Amid the continuing fallout from last Wednesday's botched coup by Geoff Hoon and Patricia Hewitt, it also emerged that Mr Brown, in Cabinet on Friday, promised and appealed for no recriminations between ministers in the wake of last week's turmoil.
But relations between the Prime Minister and David Miliband are at rock bottom. Supporters of the Foreign Secretary said his ambiguous and long-awaited statement on Wednesday was "honest" and that he could not bring himself to be gushing about Mr Brown.
And the attempt at reconciliation was last night hit by a fresh attack from a former Labour chief, who claimed Mr Brown was not fit to be Prime Minister and backed calls for him to step down. Peter Watt, who resigned as the party's general secretary following the proxy donations row in 2007, claimed Mr Brown lacked the "emotional intelligence" required to lead. His devastating memoirs, being serialised in The Mail on Sunday, lay bare the inside story of Mr Brown's behaviour, and damaging episodes include the "donorgate" scandal and the "election that never was", in late 2007.
Mr Miliband's brother, Ed, is being urged by supporters to run in the next leadership contest despite an understanding that he would give the Foreign Secretary a clear run. Backbencher Jon Cruddas is also increasingly likely to stand as a candidate if an election defeat triggers a succession battle.
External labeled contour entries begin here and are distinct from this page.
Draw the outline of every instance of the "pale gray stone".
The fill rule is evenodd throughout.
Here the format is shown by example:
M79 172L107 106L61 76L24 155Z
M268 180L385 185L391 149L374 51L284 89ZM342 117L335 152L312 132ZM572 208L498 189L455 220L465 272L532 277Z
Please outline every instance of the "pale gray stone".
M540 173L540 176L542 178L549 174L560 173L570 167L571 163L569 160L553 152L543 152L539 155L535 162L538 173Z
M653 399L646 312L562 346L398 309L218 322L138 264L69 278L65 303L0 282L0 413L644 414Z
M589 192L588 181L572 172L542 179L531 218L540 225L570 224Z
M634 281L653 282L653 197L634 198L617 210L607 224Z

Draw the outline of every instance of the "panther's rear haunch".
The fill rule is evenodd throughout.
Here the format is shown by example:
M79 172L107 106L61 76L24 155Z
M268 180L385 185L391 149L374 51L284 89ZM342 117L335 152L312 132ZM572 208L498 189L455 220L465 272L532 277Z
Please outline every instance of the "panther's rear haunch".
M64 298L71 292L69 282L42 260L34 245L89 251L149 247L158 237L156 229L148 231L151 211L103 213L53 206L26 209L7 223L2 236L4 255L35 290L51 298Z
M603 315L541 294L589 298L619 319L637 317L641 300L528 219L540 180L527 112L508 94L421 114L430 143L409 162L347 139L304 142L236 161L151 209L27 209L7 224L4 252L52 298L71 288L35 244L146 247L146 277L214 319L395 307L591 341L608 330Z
Mr Darling and Peter Mandelson have been pressing Mr Brown to soften the strategy of creating dividing lines of "investment vs cuts" between Labour and the Tories. They have warned him against pursuing a "class war" strategy.
But in his article, Mr Balls denies the approach is based on the politics of envy and insists it is entirely legitimate to highlight Conservative policies that favour the richest – such as the inheritance tax cut for £1m estates. He says: "The Conservatives and their friends in the media think that even to talk in these terms about dividing lines between Conservative and Labour is to play old-fashioned politics or even wage class war. But how can prioritising the many, not the few, be class war when it was the cornerstone of Tony Blair's reform of the Labour constitution in 1994: the very foundation of the new Labour vision which led directly to a national minimum wage, tax credits to reward work and tackle poverty and helping a million more people to own their own homes? How can the new Clause 4 be the old class war?"
Mr Balls insists that Labour must continue its policy, embedded in last month's pre-Budget report, to delay cuts in public spending for a year to help to steer Britain out of recession.
In an interview with The Times yesterday, Mr Darling said: "The next spending review will be the toughest we have had for 20 years... to me, cutting the borrowing was never negotiable. Gordon accepts that."
Aides for Mr Balls and Mr Darling will insist that there is no contradiction between their remarks. Yet the article will be seen as an attempt by Mr Balls to shore up his position.
On Friday, the Prime Minister attempted to draw a line under the failed coup by warning there should be no recriminations. But the IoS has established that, while Mr Brown has opened his door for "peace talks" for some ministers, he has not seen the Foreign Secretary since the coup attempt.
One insider refused four times to respond to the question of whether Mr Brown was "happy" with Mr Miliband, insisting it was "not an issue".